The article adds that Ireland is a major player in this arena, as is Stockholm, Sweden and many other major European tech hubs. With more than 200,000 tech workers in Stockholm alone, Sweden is opening new schools to produce more STEM-focused (science, technology, engineering, mathematics) technologists, with a strong focus on cybersecurity positions.
In Ireland, where more than 6,000 security professionals work for more than 40 multinational companies – the majority with U.S. headquarters – a robust cyber training movement is being led by the nation’s Cybersecurity Skills Initiative (CSI). CSI is a product of Cyber Ireland and IDA Ireland, and facilitated by Cork Institute of Technology (CIT) as a mechanism for creating jobs and accelerating Ireland’s growing cybersecurity ecosystem.
The article points out that this collaboration of government and academia also includes U.S. companies IBM, Deloitte and others with Irish operations, among its major business supporters. CSI is training 5,000 new cybersecurity professionals in the next three years to fill the country’s demand for security analysts, security engineers, architects, auditors, testers and a host of other sector jobs. The majority of these graduates are expected to find jobs with multinational corporations, and the initiative is moving toward its goal of bringing 4,000 firms into the fold.
Educating a New Generation of Tech Talent.
The article points out that Microsoft, Google, Facebook, SAP, Dell, Cisco and many other American tech firms with high stakes in digital security provided input before the program was set in motion. Putting aside their competitive business approaches for the greater good of the tech community, these giants collaborated to identify needs, risks and specific vulnerabilities so that Irish universities and tech institutes could develop programs for a wide range of occupations. The varied programs extend from two-day courses for non-technical employees to 12-week courses to graduate programs.
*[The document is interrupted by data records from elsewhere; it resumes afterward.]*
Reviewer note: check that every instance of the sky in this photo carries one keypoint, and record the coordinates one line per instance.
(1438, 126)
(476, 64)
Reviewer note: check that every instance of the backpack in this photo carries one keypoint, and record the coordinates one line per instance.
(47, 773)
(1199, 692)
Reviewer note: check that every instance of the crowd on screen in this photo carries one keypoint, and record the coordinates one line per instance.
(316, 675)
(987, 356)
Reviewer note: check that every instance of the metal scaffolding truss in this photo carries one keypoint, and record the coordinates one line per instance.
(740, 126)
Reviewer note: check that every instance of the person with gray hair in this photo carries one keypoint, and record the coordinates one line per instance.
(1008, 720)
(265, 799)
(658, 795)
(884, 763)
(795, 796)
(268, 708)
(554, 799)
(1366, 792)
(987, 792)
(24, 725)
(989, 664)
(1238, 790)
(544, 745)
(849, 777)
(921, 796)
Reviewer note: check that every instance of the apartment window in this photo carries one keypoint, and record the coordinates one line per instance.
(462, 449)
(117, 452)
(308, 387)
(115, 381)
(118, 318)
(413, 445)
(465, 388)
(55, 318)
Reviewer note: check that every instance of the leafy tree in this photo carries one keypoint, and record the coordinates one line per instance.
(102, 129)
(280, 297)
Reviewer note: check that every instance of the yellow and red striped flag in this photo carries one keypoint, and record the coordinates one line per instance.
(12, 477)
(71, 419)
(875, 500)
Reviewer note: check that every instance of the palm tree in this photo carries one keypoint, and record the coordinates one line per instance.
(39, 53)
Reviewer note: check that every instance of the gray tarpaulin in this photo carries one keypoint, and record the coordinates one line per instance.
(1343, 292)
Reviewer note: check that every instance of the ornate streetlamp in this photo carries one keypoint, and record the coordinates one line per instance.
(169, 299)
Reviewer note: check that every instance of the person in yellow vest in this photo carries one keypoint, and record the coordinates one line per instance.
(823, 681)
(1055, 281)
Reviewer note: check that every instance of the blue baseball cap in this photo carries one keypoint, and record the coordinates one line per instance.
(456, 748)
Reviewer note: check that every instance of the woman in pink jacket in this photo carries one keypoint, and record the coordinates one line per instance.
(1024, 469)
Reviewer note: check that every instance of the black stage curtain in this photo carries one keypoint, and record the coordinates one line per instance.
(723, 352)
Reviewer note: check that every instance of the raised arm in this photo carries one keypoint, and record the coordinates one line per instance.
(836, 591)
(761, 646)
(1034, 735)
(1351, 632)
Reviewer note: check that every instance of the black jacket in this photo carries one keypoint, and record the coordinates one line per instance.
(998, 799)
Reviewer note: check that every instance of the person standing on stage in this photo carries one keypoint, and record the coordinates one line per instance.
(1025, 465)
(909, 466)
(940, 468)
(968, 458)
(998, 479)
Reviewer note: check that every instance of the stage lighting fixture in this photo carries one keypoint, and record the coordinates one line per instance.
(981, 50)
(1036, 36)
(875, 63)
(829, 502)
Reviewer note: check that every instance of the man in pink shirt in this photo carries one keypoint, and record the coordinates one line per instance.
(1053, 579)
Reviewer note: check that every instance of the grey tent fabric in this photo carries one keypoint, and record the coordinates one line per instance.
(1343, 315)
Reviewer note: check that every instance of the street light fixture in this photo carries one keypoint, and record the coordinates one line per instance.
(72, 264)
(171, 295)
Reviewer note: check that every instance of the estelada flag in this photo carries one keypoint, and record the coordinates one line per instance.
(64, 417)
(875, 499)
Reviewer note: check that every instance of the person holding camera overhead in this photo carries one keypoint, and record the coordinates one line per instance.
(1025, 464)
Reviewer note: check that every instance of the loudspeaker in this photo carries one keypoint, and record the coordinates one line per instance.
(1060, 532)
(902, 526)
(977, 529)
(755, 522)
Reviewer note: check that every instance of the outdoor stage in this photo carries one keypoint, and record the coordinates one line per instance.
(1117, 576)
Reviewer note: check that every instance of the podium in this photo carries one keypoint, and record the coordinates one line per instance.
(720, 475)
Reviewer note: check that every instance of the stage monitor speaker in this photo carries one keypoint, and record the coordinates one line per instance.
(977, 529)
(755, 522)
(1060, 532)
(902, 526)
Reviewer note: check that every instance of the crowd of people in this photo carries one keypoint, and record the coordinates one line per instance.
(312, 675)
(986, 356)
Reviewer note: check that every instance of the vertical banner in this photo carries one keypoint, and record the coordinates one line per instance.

The article adds that Dr. Eoin Byrne, cluster manager of Cyber Ireland, said that CSI was developed to train a high-quality workforce that not only meets employment needs in cybersecurity, but also those in the broader tech sector. These new skills will build on the existing base of talent that already supports the country’s growing tech hub, he says.
“As far back as 2017, U.S. businesses, the Irish government and academia have been working together to, first, understand key challenges and then create solutions for the cybersecurity and technology sector. We plan to address industry employment issues beyond just security,” Byrne says.
Even as we ready a current generation of cybersecurity professionals, we must prepare the next one. Cybersecurity is becoming enormously complex. The war for cybersecurity talent requires innovative solutions that are realized when public and private enterprises work together for this unified goal. To develop this critical pool of talent, both the cybersecurity industry and national governments must be deliberate in their efforts.